Item-threshold probability curves were first examined to determine if disordering was present [32]. For items that exhibited disordered thresholds, ordering of items was achieved by collapsing adjacent item response levels. If there was more than one possible combination to merge levels, the combination that demonstrated the best overall fit while also achieving a more balanced distribution across levels was selected. Disordered items were evaluated for exclusion as they failed to respond to the full range of severity across the dimension.

Differential item functioning (DIF)

Once all items were ordered, DIF by sex and child special healthcare needs status was examined since the PedsUtil HSCS needs to apply across diverse pediatric populations. Both uniform and nonuniform DIF were tested for using analysis of variance [33]. Items exhibiting DIF were separated into different person factors and the Rasch model was refit. If splitting the item did not improve model fit, the item was considered for removal from the Rasch model. Items exhibiting DIF were assessed for exclusion as they threaten construct validity and are of limited value for making cross-population comparisons.

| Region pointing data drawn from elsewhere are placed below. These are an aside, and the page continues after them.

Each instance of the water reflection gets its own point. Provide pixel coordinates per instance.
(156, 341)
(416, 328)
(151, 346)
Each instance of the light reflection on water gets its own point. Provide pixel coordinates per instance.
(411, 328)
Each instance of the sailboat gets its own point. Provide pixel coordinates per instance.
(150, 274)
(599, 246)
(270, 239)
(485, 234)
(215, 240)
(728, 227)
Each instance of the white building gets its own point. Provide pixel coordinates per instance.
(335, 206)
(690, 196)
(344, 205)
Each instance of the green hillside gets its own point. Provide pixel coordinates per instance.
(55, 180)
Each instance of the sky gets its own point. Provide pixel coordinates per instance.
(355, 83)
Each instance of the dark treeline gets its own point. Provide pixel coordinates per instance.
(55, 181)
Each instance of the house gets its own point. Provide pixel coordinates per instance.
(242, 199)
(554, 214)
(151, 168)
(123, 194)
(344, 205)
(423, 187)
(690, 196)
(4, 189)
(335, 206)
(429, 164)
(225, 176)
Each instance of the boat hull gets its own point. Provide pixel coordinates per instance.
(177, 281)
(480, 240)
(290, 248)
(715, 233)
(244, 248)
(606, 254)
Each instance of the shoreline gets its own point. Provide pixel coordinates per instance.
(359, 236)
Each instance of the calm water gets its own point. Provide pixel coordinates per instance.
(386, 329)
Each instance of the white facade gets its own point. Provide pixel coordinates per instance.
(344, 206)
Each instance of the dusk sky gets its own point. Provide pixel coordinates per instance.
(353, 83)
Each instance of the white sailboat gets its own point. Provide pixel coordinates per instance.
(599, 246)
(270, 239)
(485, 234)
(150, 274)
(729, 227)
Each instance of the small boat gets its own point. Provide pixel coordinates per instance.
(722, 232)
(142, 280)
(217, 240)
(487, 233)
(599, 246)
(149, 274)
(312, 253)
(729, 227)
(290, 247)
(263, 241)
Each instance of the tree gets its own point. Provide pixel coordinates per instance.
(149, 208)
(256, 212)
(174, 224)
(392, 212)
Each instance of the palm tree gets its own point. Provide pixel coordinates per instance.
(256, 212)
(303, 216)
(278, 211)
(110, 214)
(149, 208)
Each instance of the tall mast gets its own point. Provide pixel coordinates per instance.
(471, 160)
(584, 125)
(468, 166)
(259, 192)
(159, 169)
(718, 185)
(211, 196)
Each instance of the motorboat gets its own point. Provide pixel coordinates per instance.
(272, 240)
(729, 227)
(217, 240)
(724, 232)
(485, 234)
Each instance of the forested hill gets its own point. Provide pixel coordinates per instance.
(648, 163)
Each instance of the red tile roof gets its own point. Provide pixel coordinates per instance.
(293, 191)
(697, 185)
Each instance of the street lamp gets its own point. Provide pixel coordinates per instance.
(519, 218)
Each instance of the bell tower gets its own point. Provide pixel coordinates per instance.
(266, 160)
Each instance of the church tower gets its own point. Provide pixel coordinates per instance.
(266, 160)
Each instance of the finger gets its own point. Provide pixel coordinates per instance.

Rasch model goodness-of-fit

After issues of disordered thresholds and DIF were resolved, overall model fit was assessed by examining the item-trait interaction statistic, reported as a \({\chi }^{2}\) statistic. If overall model fit was poor (i.e., p-value < 0.01 with a Bonferroni correction), the fit of the individual items was examined. Items with fit residuals greater than the standard cutoff \(\pm\) 2.5 and with statistically significant individual \({\chi }^{2}\) statistics were dropped from the model sequentially, beginning with the worst fitting item [32]. This procedure was repeated until only well-fitting items remained and the overall item-trait interaction statistic was nonsignificant. Items that were dropped from the Rasch model poorly represent the underlying dimension being measured, thus were considered for exclusion.

Robustness check

In order to enhance robustness, Rasch analysis was conducted on five subsamples of the LSAC dataset for each age group for a total of 15 subsamples. Stratified random sampling was used to obtain subsamples of approximately 500 responses, which is the recommended sample size for Rasch analysis [34]. Sampling was stratified on child sex, age, and special healthcare needs status (Appendix Table 2). Each item per age group was given a total score (out of five) indicating the number of subsamples that the item performed well on all Rasch criteria. In general, any item that performed poorly across all five subsamples in any age group (i.e., score of 0/5) or was the worst fitting item in any age group (i.e., lowest total score) was excluded from the PedsUtil HSCS.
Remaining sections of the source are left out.